Con la afirmación “nunca hemos sido modernos”, el sociólogo Bruno Latour se refirió a que ha sido un error histórico el establecer una división profunda entre lo humano y lo que no lo es. Esta es una forma iluminadora de entendernos, pero estamos llegando a un punto de desorientación tan interesante donde inclusive se ve a tecnología como la IA con asombro divino, como algo trascendente y como sustituto para nuestro pensamiento. El ingeniero informático y crítico Jaron Lanier ha escrito que, si bien la IA no es inteligente (sino que es solo una serie de algoritmos y códigos que recopilan toda la información que ponemos en internet y luego usa tablas estadísticas para descubrir correlaciones y predecir respuestas a preguntas) se le ve de forma religiosa. Esto se debe a que existe tanto la esperanza de que la IA redima al mundo de la estupidez humana así como que existe el temor de que nos destruya. En un plano más mundano, en su libro reciente, The AI Mirror, la filósofa Shannon Vallor se pregunta qué significa para la humanidad la tendencia de delegar a máquinas la capacidad de pensar y hasta de tomar decisiones morales.
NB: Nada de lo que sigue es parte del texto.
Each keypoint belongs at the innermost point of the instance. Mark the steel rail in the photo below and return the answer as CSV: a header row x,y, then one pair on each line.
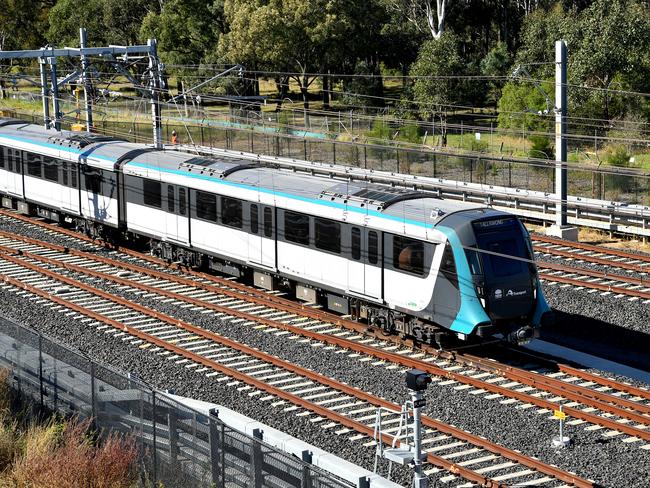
x,y
292,307
590,247
596,260
596,286
317,377
594,274
532,379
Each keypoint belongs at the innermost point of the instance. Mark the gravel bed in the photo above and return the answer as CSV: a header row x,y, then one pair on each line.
x,y
608,461
577,263
529,431
613,328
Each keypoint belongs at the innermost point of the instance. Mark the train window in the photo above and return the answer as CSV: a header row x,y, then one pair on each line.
x,y
92,180
16,160
50,169
373,247
231,212
296,228
327,235
206,206
254,218
170,199
34,165
356,243
408,255
152,193
268,222
474,260
182,201
448,265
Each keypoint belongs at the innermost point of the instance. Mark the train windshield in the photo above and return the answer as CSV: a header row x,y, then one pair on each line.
x,y
503,239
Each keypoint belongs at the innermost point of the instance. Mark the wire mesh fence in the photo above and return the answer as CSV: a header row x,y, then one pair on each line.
x,y
602,182
178,446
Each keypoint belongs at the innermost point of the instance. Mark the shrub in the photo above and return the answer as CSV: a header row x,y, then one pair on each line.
x,y
618,157
540,147
75,461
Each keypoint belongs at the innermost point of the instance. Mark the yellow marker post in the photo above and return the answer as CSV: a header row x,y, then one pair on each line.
x,y
561,441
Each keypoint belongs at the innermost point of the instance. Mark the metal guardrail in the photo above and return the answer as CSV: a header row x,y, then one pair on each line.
x,y
605,215
179,446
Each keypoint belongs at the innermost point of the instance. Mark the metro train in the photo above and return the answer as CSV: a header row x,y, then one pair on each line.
x,y
403,261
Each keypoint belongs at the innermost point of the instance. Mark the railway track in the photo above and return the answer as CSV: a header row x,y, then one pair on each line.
x,y
601,402
285,385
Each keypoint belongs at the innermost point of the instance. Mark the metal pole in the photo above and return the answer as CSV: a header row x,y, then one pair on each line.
x,y
420,480
86,81
55,94
560,133
155,93
45,92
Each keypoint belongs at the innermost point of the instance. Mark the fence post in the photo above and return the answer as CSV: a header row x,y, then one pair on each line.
x,y
306,470
40,368
154,439
216,448
173,435
257,459
93,410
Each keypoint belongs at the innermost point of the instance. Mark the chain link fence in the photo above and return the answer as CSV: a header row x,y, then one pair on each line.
x,y
602,182
179,446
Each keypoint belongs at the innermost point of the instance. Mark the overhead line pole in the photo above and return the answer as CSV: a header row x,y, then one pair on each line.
x,y
561,228
85,80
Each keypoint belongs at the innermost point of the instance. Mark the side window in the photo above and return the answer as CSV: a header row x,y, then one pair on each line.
x,y
355,243
64,172
327,235
50,169
152,193
254,218
34,165
373,247
296,228
231,212
448,265
171,203
93,180
182,201
16,160
73,175
268,222
206,206
408,255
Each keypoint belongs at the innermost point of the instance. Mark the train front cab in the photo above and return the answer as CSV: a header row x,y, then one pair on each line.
x,y
501,293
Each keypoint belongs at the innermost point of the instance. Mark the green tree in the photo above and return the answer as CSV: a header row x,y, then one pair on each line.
x,y
67,16
496,64
523,105
187,31
300,37
433,92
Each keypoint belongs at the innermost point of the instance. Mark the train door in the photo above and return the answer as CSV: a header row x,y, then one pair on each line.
x,y
364,265
176,215
261,242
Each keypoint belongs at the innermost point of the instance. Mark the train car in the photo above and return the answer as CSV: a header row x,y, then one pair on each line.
x,y
404,261
400,259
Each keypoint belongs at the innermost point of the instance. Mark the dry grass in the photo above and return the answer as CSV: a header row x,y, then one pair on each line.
x,y
61,454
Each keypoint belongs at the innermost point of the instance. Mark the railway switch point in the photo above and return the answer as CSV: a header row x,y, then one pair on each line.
x,y
561,441
566,232
407,453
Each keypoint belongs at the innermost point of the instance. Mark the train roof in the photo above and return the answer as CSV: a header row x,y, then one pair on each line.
x,y
394,202
399,203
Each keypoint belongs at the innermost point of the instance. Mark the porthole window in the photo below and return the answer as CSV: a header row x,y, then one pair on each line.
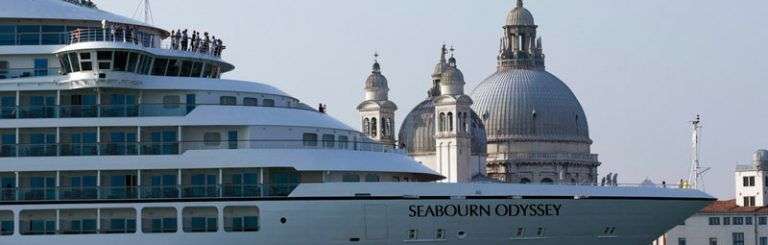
x,y
413,234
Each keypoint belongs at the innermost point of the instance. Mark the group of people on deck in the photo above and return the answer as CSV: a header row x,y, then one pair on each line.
x,y
202,43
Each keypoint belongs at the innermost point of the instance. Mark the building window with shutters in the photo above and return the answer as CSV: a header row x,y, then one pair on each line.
x,y
714,220
738,238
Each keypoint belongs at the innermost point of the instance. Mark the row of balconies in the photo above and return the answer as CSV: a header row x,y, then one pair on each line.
x,y
142,184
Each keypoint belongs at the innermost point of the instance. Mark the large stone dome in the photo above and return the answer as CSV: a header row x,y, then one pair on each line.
x,y
529,105
417,133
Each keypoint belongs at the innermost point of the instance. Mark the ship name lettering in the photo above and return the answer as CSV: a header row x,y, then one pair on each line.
x,y
477,210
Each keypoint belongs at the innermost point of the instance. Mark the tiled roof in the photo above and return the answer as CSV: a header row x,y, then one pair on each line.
x,y
730,206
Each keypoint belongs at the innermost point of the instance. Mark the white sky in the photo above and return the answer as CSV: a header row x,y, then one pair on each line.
x,y
641,69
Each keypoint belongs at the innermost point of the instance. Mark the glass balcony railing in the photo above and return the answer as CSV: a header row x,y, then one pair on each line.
x,y
176,147
145,192
90,111
27,72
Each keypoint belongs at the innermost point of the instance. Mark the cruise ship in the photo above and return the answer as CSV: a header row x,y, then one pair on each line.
x,y
111,133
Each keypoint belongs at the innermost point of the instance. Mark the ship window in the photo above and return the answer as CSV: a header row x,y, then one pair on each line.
x,y
6,223
174,66
413,234
7,35
78,221
371,178
241,219
329,141
200,219
64,62
350,178
250,101
212,138
104,59
186,68
159,220
310,139
159,68
121,60
197,69
37,222
114,221
228,100
171,101
207,70
74,62
133,60
3,69
440,234
268,103
28,35
343,142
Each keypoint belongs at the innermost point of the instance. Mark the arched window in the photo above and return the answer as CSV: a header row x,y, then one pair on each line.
x,y
374,127
441,123
366,126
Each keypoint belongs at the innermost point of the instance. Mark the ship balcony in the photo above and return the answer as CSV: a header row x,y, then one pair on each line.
x,y
171,184
15,73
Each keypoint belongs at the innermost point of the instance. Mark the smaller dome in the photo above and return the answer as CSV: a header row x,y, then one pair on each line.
x,y
376,80
519,16
452,75
761,158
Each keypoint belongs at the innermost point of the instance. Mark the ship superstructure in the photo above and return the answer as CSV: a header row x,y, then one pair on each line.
x,y
111,134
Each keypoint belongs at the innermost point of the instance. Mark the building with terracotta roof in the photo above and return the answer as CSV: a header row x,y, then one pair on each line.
x,y
739,221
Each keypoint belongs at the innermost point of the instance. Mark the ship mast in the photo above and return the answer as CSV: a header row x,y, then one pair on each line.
x,y
696,178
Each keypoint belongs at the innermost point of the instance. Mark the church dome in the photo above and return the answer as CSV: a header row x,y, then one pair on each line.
x,y
519,16
529,105
417,133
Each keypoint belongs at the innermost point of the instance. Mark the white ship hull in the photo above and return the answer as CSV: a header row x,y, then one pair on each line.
x,y
487,220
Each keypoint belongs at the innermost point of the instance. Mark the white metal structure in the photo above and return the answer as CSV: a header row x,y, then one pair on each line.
x,y
109,137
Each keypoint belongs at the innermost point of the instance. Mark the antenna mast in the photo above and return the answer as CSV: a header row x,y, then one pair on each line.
x,y
147,11
696,179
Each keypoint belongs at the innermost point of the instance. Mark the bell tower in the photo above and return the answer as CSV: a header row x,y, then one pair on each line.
x,y
377,112
452,125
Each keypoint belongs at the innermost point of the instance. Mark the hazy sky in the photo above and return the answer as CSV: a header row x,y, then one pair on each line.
x,y
641,69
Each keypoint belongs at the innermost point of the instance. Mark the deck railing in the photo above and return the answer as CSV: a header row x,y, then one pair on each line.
x,y
25,194
177,147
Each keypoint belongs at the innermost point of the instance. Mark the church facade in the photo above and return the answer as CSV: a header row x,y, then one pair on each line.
x,y
522,124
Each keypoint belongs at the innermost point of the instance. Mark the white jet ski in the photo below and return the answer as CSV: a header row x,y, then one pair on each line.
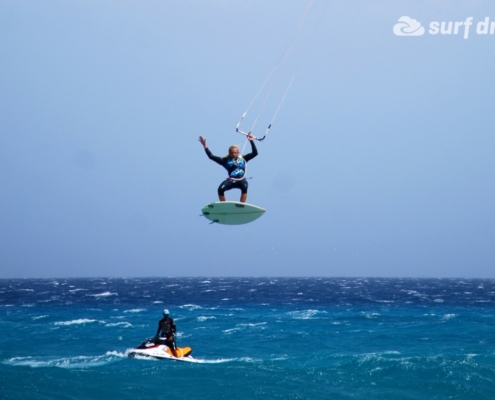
x,y
154,348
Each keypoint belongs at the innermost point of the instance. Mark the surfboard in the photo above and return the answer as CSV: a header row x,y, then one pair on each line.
x,y
232,212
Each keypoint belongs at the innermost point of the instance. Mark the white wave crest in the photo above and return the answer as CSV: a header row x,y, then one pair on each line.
x,y
66,362
76,322
104,294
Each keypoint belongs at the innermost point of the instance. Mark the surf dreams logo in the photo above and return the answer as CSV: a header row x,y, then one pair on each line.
x,y
407,26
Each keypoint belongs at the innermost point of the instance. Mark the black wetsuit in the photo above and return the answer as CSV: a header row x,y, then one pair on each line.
x,y
166,329
236,169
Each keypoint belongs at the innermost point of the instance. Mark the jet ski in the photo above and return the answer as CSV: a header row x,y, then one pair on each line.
x,y
154,348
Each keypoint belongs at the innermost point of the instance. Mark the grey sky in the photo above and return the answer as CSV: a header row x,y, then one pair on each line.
x,y
380,162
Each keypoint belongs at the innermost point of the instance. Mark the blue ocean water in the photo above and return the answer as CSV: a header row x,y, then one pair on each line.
x,y
256,338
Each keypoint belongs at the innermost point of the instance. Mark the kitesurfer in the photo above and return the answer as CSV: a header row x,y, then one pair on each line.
x,y
166,329
235,164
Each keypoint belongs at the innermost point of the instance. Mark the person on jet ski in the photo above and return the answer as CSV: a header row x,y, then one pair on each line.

Para esta autora, lo que está pasando es el reemplazo del discernimiento reflexivo por la predicción sin pensamiento en el que no hay espacio para la personalidad humana, la que fundamentalmente se mueve en el espacio de justificaciones morales. Lo que los seres humanos hacemos es tomar decisiones de las que luego podemos hacernos responsables, pero los sistemas técnicos nos transforman en variables discretas y calculables, sin contexto ni razones, para predecirnos y que seamos como máquinas.

Lo bueno de la IA y los datos, se dice, es que pueden ser más objetivos y razonables, ya que no involucran emociones. Pero la pregunta es si las capacidades de calcular y predecir son las que nos hacen propiamente humanos. ¿Son la eficiencia o lo óptimo los valores humanos supremos y los que nos hacen inteligentes? ¿Es adecuado vernos como computadoras, pero limitadas e ineficientes? Por ejemplo, cuando se probó un coche autónomo en San Francisco, este se quedó trancado en una intersección porque no entendía la situación. Cuando uno maneja, hay una coordinación de miradas y gestos entre personas para ver quién avanza. El sistema de IA es incapaz de entender esos matices humanos. Al analizar la situación, el ingeniero de Google llegó a la conclusión que las personas tienen que ser “menos idiotas”, es decir, que tienen que portarse más como computadoras. Esto es también lo que pasa con el VAR en el fútbol, donde se dan situaciones ridículas en las que se anulan goles porque la computadora dice que un jugador tiene la punta del zapato adelantada.

Autores como Jacques Ellul o Ivan Illich señalaron tempranamente la tendencia que los humanos no somos liberados por las máquinas, sino que terminamos trabajando para ellas en la medida que la eficiencia se vuelve el valor supremo. Algo se determina como bueno si se hizo rápida y fácilmente, y el progreso humano se vuelve equivalente al progreso tecnológico. La tecnología se vuelve un fin en sí mismo, y por eso es que la educación en STEM y programar son las más fundamentales y promovidas en sociedades tecnológicas, mientras que las humanidades pierden valor. Si seguimos identificando el progreso con la eficiencia y tecnología como la desarrollan algunos en Silicon Valley ahora, vamos muertos. Hay consenso en que la niebla es demasiado espesa y no nos permite ver nada. Si seguimos, quizá nos caigamos por un barranco.

* Doctor en Sociología por la Universidad de Carleton (Canadá) y Director Académico de la Licenciatura en Política, Filosofía y Economía de la Universidad de Montevideo.